Despite the noninferiority of sirolimus compared to tacrolimus for kidney and pancreas graft survival, the high rate of sirolimus discontinuation does not favor its use as cornerstone therapy after SPK transplantation. Physicians must be aware of the recent advances in tacrolimus and sirolimus therapies to make the best treatment decisions and improve patient outcomes.

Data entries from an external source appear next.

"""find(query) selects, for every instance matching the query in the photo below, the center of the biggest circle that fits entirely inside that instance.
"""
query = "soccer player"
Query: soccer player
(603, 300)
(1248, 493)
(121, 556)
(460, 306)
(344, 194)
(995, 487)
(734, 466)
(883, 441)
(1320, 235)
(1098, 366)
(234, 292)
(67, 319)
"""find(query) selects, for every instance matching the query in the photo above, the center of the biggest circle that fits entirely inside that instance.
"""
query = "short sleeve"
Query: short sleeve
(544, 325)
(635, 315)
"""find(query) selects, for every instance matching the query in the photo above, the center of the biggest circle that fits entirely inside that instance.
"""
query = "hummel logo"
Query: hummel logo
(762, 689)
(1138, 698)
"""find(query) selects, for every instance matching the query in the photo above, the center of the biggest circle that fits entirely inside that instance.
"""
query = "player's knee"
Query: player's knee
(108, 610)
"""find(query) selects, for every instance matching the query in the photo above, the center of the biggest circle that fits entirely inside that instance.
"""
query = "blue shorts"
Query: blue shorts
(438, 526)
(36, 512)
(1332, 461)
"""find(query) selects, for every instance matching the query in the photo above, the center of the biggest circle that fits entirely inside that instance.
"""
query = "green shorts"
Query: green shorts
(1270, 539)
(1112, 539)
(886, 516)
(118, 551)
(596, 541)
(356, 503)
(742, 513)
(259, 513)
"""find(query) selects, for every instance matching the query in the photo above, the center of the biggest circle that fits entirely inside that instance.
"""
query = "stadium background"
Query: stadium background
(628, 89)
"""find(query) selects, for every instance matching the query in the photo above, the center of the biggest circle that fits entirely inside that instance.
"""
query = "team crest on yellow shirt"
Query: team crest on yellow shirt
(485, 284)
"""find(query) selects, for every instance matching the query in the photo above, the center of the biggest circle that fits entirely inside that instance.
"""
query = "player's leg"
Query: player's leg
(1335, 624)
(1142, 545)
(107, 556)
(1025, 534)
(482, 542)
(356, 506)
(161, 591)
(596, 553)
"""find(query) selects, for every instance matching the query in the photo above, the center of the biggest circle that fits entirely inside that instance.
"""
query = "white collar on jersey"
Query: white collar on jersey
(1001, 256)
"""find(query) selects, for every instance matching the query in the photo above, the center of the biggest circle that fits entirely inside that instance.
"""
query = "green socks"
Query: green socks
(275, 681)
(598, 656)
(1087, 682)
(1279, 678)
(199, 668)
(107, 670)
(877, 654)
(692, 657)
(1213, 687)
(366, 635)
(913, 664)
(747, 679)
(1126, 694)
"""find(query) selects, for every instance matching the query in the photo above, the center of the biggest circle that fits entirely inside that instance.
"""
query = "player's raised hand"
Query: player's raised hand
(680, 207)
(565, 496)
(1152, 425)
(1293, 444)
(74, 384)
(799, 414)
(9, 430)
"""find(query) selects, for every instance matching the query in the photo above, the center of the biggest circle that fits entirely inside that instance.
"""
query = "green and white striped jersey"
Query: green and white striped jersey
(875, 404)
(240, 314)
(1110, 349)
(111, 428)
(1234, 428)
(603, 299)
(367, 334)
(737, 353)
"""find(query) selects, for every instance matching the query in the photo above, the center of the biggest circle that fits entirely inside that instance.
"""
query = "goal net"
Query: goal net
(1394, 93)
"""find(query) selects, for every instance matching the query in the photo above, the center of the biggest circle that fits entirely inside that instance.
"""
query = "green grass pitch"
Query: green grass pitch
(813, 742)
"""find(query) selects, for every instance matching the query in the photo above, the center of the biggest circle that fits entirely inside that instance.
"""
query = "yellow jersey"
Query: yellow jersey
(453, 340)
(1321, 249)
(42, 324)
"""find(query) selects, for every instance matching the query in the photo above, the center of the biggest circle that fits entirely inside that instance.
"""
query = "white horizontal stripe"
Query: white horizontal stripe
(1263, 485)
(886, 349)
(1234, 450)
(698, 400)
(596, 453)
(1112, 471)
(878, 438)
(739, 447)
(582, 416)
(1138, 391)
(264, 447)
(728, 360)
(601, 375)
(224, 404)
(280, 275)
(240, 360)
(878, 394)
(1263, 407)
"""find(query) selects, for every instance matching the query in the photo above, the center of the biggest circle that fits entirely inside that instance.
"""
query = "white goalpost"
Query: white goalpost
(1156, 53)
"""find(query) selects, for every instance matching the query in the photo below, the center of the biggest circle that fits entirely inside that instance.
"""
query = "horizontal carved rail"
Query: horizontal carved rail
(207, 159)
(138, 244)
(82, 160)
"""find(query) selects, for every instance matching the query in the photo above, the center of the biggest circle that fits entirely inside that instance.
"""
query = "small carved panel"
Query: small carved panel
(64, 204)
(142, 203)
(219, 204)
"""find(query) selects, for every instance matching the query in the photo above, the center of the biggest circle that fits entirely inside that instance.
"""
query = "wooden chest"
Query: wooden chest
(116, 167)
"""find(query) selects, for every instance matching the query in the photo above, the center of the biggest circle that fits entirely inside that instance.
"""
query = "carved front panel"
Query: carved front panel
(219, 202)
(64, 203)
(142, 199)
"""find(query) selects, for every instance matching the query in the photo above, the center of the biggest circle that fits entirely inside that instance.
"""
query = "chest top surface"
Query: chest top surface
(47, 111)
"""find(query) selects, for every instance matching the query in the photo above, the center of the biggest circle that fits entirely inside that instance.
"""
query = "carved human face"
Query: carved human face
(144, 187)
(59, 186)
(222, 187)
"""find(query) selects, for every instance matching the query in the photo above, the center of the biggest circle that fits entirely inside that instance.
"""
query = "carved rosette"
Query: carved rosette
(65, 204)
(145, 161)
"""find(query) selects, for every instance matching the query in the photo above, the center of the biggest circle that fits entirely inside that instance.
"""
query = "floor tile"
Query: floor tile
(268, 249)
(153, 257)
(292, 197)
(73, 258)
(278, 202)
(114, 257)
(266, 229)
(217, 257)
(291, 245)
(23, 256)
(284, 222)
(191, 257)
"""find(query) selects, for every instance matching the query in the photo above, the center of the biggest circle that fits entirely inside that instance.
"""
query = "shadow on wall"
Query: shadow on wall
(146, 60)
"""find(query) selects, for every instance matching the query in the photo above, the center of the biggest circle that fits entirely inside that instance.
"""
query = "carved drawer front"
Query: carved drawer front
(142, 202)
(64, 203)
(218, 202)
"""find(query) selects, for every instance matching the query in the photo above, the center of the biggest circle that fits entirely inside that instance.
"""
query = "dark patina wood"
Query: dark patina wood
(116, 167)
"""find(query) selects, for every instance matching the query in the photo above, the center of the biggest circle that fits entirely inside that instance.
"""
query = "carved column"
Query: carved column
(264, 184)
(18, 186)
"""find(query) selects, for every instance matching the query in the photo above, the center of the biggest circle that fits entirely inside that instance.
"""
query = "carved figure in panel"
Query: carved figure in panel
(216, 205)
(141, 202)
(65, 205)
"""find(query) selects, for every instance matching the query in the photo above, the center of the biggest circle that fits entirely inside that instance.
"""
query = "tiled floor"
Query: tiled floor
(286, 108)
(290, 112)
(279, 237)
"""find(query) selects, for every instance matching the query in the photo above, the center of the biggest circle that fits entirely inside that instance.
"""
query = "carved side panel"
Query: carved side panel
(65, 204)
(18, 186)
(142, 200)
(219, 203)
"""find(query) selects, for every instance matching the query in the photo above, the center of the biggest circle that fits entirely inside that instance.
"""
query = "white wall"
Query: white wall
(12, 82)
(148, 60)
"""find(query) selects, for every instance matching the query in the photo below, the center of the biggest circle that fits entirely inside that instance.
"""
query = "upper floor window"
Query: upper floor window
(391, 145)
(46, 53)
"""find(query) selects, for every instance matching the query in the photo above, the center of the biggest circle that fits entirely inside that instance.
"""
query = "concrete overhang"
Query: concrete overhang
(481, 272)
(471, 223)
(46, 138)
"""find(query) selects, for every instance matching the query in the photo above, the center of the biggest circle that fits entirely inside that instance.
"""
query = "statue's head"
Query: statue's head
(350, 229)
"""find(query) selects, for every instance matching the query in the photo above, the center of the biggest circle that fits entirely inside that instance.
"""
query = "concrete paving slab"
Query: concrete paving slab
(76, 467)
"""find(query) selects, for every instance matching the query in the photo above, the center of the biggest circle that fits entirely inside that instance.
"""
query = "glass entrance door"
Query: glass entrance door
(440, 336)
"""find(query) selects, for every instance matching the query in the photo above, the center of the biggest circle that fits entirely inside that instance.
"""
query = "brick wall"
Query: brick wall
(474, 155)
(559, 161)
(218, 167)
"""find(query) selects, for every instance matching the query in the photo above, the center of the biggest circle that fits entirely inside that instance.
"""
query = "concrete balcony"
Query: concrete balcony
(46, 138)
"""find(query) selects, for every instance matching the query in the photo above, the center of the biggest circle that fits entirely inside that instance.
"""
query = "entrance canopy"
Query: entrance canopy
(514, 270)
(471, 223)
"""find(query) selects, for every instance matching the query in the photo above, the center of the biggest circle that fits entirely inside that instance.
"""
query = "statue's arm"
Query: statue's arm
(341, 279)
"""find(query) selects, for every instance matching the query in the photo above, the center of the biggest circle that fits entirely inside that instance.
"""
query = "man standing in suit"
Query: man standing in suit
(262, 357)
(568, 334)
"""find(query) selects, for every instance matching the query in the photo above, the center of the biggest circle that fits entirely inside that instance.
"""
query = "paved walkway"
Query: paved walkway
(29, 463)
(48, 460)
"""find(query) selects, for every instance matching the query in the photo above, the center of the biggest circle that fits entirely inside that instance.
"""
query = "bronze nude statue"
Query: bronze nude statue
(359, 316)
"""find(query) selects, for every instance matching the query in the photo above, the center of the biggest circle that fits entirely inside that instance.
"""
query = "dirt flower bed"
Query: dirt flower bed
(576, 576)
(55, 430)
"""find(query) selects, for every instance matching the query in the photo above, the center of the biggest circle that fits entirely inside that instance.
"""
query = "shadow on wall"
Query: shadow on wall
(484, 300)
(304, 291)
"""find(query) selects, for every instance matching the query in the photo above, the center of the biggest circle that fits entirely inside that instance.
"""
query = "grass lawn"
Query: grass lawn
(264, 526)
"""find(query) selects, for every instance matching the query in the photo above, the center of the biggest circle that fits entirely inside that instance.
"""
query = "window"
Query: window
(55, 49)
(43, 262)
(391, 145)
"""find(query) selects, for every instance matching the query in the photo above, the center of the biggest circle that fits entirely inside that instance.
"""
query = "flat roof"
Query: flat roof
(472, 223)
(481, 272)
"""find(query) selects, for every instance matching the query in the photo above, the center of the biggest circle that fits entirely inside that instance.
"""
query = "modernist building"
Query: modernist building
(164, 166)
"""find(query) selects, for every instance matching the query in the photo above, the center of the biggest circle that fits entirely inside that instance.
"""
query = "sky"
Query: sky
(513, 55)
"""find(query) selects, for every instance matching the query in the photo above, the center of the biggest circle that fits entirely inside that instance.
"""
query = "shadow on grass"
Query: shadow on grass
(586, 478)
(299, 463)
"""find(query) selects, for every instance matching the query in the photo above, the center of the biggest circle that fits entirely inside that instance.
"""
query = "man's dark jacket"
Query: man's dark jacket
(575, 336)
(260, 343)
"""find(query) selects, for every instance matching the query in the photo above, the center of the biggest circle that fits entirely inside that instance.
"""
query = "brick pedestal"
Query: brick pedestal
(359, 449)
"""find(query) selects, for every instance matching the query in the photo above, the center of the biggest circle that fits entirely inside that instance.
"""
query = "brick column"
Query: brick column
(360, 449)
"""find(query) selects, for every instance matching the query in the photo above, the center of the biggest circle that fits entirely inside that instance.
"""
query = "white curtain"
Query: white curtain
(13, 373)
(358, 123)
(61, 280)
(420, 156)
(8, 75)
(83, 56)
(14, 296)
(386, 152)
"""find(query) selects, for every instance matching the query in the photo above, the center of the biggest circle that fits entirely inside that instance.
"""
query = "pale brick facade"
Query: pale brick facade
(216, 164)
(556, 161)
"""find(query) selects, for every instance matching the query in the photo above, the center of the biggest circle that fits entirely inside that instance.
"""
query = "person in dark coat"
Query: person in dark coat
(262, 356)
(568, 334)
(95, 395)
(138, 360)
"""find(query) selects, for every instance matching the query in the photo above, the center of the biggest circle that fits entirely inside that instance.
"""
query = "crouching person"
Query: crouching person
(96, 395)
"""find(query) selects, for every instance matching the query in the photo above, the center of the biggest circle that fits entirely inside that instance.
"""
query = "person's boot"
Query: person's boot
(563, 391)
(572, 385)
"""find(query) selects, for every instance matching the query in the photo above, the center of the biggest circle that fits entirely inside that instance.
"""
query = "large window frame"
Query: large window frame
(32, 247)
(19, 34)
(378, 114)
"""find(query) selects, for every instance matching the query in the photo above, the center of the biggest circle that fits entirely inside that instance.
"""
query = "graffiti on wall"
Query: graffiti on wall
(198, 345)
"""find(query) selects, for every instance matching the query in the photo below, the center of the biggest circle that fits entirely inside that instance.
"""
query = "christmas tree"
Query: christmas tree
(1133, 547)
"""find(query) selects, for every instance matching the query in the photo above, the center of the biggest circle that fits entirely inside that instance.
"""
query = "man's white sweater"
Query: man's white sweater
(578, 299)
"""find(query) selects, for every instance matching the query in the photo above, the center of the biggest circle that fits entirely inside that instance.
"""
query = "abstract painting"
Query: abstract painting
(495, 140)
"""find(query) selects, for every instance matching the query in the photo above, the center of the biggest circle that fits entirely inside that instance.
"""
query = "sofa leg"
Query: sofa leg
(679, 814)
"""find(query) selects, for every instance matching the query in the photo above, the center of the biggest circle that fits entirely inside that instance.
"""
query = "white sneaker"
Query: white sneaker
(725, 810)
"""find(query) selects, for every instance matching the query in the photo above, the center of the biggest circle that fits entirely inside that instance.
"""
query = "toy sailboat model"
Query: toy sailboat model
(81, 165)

Comparative Table: Tacrolimus vs Sirolimus

Tacrolimus and sirolimus are both immunosuppressive drugs used in organ transplantation. Here is a table comparing their differences:

Property Tacrolimus Sirolimus
Origin Tacrolimus is derived from the fungus Streptomyces tsukubaensis. Sirolimus is a macrocyclic lactone immunosuppressive agent with a structure similar to tacrolimus.
Mechanism of Action Tacrolimus is a calcineurin inhibitor that targets the T-cell signaling pathway. Sirolimus target the mammalian target of rapamycin (mTOR), an important regulator of cellular metabolism and growth.
Acute GVHD Prophylaxis Tacrolimus can be used in combination with other immunosuppressive drugs for acute GVHD prophylaxis after reduced-intensity conditioning allogeneic peripheral blood stem cell transplantation (RIC SCT). A combination of sirolimus and tacrolimus can be used for acute GVHD prevention in patients undergoing RIC SCT.
Administration Tacrolimus is administered orally at 0.05 mg/kg/day (in 2 daily divided doses) starting on day -3. Sirolimus is administered as an oral loading dose of 12 mg on day -3, followed by a 4 mg daily dose, adjusted to maintain a target serum concentration of 3-12 ng/mL.
Withdrawal A study found that 34 patients (68%) in the sirolimus group needed definitive withdrawal of the study drug compared to three patients (6%) in the tacrolimus group. A study showed that a CNI-free regimen using sirolimus-MMF-prednisone produces similar acute rejection rates, graft survival, and renal function 1-2 years post-transplantation.

In summary, tacrolimus and sirolimus are both immunosuppressive drugs, but they have different mechanisms of action and structures. Tacrolimus is a calcineurin inhibitor, while sirolimus targets mTOR. Both drugs can be used in combination with other immunosuppressive agents for acute GVHD prophylaxis after RIC SCT.